Rata-rata sajdian oetama di Kampoeng Djoeang di harga Rp 40.000. Jika ingin cemal-cemil, pengunjung juga bisa memilih sajian seperti cireng, tempe pleton (mendoan), kentang goreng, dan masih banyak lagi. Harga untuk kudapan tersebut dimulai dari harga Rp 25.000.

Dan untuk variasi minumannya, pengunjung juga bisa memilih minuman kopi ataupun non kopi seperti yang detikTravel pilih.
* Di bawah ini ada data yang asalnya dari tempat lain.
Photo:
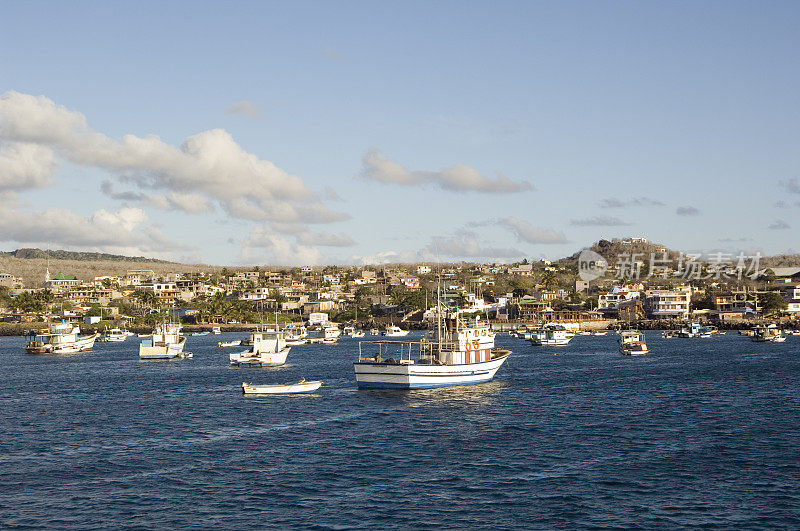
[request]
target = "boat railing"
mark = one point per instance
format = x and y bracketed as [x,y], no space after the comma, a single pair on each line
[385,348]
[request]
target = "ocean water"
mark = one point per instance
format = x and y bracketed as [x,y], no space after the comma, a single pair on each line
[701,432]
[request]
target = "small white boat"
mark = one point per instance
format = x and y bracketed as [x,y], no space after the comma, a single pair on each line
[115,335]
[166,343]
[768,334]
[269,350]
[632,343]
[300,387]
[236,343]
[394,331]
[61,338]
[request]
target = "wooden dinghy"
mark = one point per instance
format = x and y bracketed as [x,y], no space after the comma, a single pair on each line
[300,387]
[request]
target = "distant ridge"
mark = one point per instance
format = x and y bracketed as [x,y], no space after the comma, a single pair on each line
[80,256]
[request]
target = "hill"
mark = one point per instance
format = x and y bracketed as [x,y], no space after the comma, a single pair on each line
[30,254]
[31,264]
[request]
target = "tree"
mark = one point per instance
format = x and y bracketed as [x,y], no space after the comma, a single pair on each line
[549,280]
[772,302]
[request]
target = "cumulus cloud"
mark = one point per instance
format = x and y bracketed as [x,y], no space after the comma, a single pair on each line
[528,233]
[332,55]
[189,203]
[614,202]
[466,245]
[122,231]
[210,163]
[265,246]
[791,185]
[459,177]
[24,166]
[599,221]
[244,108]
[306,237]
[687,211]
[779,225]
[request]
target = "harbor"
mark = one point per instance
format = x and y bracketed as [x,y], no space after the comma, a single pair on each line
[579,422]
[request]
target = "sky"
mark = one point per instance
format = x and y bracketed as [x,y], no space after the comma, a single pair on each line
[354,132]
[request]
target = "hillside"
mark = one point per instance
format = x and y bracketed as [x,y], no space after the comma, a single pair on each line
[611,250]
[31,264]
[77,256]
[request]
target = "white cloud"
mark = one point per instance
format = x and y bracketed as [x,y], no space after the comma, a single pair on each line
[466,245]
[458,177]
[119,232]
[189,203]
[332,55]
[244,108]
[779,225]
[210,163]
[528,233]
[266,247]
[614,202]
[24,166]
[598,221]
[791,185]
[687,211]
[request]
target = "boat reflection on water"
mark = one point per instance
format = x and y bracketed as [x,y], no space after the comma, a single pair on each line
[467,396]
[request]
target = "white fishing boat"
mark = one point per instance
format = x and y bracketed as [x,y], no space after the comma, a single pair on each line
[551,335]
[302,386]
[768,334]
[60,338]
[236,343]
[269,350]
[115,335]
[632,343]
[166,343]
[331,331]
[295,335]
[394,331]
[459,353]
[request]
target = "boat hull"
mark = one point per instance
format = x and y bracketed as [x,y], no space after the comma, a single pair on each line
[298,388]
[262,359]
[377,375]
[82,344]
[162,352]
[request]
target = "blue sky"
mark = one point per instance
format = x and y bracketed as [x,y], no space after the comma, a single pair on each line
[353,132]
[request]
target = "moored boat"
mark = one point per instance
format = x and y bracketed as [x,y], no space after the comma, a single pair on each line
[632,343]
[60,338]
[115,335]
[768,334]
[300,387]
[551,335]
[394,331]
[166,343]
[458,354]
[236,343]
[269,350]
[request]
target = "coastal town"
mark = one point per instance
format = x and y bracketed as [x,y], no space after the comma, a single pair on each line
[539,291]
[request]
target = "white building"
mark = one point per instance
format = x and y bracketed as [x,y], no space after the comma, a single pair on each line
[672,303]
[317,318]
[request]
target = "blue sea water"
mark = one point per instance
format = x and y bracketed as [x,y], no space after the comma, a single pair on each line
[701,432]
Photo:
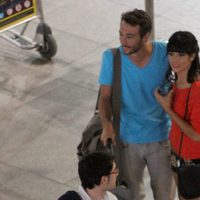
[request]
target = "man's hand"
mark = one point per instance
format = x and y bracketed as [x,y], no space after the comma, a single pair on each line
[108,132]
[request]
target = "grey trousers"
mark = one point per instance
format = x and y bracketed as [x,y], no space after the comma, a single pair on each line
[156,157]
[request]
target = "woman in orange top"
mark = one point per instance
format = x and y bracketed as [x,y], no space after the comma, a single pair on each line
[183,50]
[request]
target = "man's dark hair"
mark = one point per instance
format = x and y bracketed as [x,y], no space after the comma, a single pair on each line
[92,167]
[185,42]
[138,17]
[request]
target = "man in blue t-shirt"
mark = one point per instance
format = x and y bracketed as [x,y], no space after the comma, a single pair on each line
[144,125]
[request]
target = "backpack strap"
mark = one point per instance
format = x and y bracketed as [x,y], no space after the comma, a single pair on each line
[70,195]
[116,90]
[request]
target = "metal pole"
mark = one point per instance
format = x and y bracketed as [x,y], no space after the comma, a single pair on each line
[149,7]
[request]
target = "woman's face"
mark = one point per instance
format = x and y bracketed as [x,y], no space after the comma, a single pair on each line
[180,62]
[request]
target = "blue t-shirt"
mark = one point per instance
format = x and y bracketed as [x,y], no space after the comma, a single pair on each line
[142,119]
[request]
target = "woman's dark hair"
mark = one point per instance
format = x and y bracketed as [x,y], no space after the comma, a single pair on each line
[92,167]
[185,42]
[140,18]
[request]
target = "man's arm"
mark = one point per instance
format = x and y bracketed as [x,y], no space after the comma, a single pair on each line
[105,110]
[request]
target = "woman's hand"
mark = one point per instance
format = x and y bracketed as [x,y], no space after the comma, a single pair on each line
[164,101]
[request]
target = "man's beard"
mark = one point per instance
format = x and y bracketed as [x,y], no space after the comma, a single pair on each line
[134,50]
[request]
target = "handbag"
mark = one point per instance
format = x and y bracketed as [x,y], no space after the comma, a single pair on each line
[90,140]
[188,173]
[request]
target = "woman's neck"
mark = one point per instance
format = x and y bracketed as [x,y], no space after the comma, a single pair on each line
[96,193]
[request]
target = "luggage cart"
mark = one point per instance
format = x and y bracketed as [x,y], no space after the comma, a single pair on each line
[21,12]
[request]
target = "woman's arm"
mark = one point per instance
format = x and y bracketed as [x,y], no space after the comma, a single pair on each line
[166,102]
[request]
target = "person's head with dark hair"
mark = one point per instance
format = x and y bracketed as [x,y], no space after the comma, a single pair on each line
[184,45]
[139,18]
[135,29]
[97,168]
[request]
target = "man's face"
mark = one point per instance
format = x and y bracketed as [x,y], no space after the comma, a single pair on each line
[130,38]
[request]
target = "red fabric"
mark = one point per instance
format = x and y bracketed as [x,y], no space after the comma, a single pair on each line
[190,148]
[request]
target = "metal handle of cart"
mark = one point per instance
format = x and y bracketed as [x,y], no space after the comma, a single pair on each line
[20,12]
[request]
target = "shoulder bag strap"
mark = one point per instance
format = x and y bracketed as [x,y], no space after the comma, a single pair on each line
[116,90]
[185,118]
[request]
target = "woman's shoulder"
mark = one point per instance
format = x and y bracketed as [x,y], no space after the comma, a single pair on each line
[196,90]
[196,85]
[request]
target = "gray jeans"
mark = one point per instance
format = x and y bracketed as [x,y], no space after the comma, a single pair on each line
[156,156]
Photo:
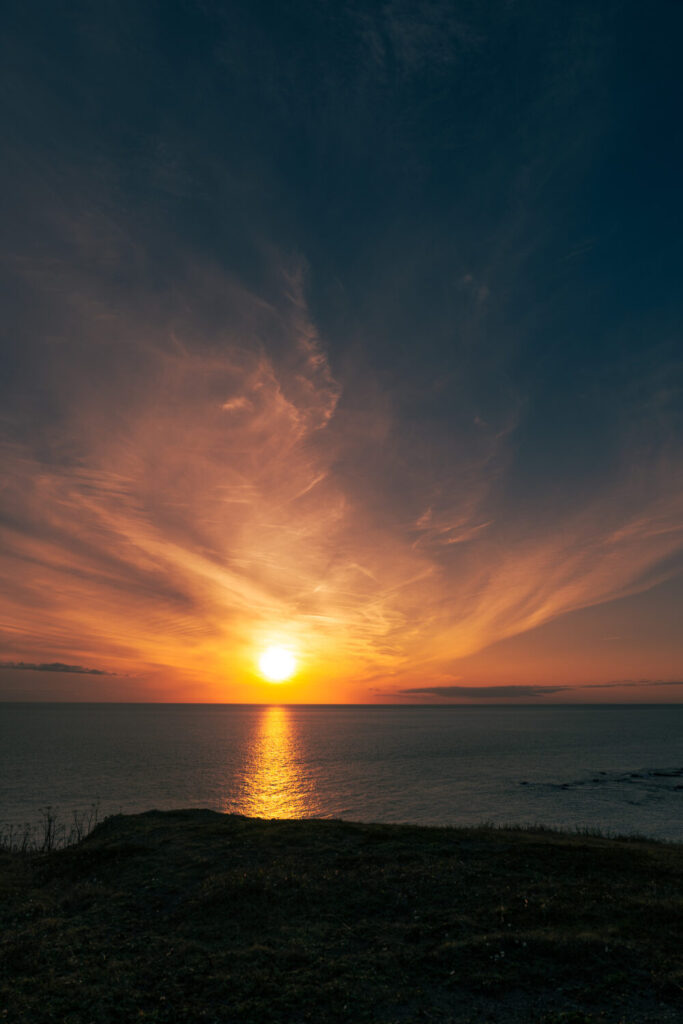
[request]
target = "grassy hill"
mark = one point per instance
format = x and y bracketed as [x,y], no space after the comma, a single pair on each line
[197,916]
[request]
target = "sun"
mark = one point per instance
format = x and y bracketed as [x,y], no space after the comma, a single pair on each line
[276,665]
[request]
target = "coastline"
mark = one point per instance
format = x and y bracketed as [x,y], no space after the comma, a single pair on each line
[185,915]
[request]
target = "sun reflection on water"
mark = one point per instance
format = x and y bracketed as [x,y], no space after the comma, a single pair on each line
[273,784]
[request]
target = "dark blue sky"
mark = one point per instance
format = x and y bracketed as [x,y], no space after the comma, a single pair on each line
[423,259]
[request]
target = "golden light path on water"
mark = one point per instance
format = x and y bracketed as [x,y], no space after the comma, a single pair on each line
[273,783]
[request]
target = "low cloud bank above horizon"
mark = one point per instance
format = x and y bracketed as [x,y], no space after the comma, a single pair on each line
[54,667]
[250,398]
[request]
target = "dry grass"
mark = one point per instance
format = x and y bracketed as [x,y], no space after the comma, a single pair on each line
[191,915]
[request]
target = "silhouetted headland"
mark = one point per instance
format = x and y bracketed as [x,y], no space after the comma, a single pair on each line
[194,915]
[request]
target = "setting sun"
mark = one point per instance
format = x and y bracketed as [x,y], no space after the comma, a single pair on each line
[276,665]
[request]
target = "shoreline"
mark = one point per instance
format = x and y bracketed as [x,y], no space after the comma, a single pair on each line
[189,914]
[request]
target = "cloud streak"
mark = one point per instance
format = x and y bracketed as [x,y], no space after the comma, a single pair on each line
[78,670]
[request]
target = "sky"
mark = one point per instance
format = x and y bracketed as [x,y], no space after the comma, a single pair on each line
[351,329]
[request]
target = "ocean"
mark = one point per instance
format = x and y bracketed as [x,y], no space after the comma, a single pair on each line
[615,768]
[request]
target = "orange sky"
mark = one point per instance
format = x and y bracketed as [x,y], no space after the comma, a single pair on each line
[224,502]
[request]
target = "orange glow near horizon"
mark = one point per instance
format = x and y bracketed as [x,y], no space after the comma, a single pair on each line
[274,785]
[276,665]
[156,561]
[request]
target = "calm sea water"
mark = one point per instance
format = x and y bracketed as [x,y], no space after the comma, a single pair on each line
[616,768]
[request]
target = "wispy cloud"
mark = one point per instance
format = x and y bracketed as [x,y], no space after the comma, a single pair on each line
[485,692]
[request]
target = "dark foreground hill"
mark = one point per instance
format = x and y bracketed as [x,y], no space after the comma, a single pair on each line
[197,916]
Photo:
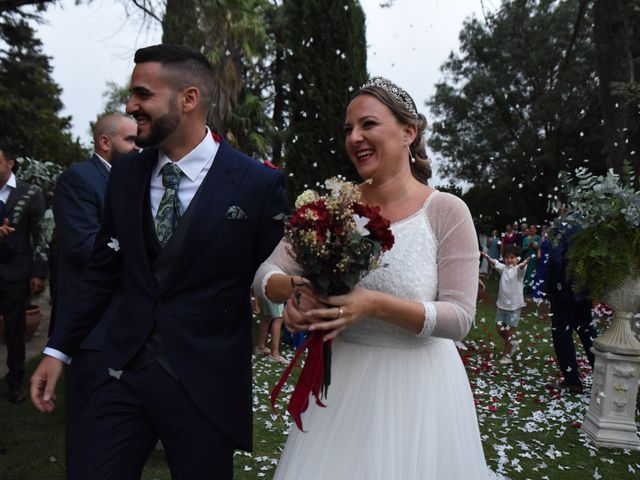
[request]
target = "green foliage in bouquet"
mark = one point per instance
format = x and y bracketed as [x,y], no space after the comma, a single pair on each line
[606,249]
[335,238]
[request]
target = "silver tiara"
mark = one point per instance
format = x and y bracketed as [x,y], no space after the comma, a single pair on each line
[395,91]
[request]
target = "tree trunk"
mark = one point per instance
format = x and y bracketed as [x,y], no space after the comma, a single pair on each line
[614,64]
[180,18]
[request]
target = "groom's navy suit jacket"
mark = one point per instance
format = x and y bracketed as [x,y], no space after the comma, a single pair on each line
[195,291]
[78,204]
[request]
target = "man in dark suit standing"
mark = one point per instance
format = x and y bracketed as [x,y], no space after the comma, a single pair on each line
[78,204]
[186,224]
[26,272]
[7,252]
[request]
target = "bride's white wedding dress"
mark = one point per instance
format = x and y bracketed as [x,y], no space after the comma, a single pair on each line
[399,406]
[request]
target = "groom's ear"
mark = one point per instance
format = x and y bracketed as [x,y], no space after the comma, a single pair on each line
[190,99]
[410,132]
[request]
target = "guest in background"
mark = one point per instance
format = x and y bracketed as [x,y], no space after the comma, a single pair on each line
[78,205]
[570,311]
[271,322]
[509,237]
[539,294]
[493,247]
[510,299]
[530,246]
[25,273]
[7,252]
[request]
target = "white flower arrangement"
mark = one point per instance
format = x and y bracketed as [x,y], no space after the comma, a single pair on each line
[606,209]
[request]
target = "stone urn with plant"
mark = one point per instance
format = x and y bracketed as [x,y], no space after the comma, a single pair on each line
[604,257]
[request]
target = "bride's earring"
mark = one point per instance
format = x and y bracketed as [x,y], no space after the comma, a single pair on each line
[411,157]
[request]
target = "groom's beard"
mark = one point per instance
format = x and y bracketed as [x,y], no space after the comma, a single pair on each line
[160,128]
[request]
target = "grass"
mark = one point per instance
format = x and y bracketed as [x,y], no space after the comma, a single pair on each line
[528,431]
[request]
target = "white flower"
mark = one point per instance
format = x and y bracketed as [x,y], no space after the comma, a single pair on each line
[360,224]
[114,243]
[333,185]
[308,196]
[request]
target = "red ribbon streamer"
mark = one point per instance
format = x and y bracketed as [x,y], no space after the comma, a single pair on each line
[310,381]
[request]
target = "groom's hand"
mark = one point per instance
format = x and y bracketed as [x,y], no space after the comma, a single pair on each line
[43,383]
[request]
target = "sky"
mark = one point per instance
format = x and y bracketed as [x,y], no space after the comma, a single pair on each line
[93,44]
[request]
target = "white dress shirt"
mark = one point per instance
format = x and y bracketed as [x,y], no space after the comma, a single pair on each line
[194,165]
[510,296]
[104,162]
[7,187]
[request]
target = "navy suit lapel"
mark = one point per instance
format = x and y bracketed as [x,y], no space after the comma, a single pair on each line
[218,189]
[140,168]
[14,195]
[100,167]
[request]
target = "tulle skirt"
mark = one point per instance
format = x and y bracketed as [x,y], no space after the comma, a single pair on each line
[392,413]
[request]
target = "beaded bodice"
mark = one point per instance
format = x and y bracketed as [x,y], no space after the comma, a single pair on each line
[409,272]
Bagi pecinta kopi di Kampoeng Djoeang terdapat menu kopassus atau kopi susu dan kodam atau hitam aren yang keduanya dibanderol Rp 30.000 untuk kopassus dan Rp 25.000 untuk kodam.

Varian kopi lainnya pun masih ada lagi, Kampoeng Djoeang juga menyedia minuman hangat seperti wedang uwuh hingga bajigur. Untuk minuman dingin nan segar terdapat pine coaster, candy love, choco butternut, dan yang lainnya.

Harga minuman di sini mulai dari Rp 20.000 hingga Rp 35.000. Kampoeng Djoeang cocok dinikmati ketika terik matahari tengah bersahabat atau dinikmati saat sore tiba, tenang saja tempat ini tutup hingga pukul 20.00 WIB.

Kampoeng Djoeang adalah kafe di Jakarta dengan ornamen vintage ala-ala rumah joglo bikin nuansa seperti di rumah nenek. Begini suasananya.Kampoeng Djoeang adalah kafe di Jakarta dengan ornamen vintage ala-ala rumah joglo bikin nuansa seperti di rumah nenek. Begini suasananya. (Muhammad Lugas Pribady/detikcom)

“Kami buka setiap weekdays itu dari jam 08.00 sampai 20.00 WIB, kalau weekend kita buka dari jam 09.00 sampai 20.00 WIB,” kata salah satu pegawai Kampoeng Djoeang.

Salah satu pengunjung yang datang ke Kampoeng Djoeang, Deva, mengatakan Kampoeng Djoeang cocok untuk yang suka foto-foto dan ia mengetahui tempat ini dari media sosial. Selain ingin berkunjung ke Kampoeng Djoeang, ia dan pasangannya itu sekalian untuk melihat Museum Satriamandala.

“(Dari Museum Satriamdala) Terus juga sekalian ke Kampoeng Djoeang juga karena di dalam museum ada café. Nah itu juga termasuk vibesnya vintage gitu jadi cocok buat anak-anak yang suka foto-foto,” kata Deva.

“Seneng soalnya ke sini bisa sambil belajar (sejarah) juga sama lihat kafenya ternyata di dalam (kawasan) museum juga ada café yang bagus,” ujar dia.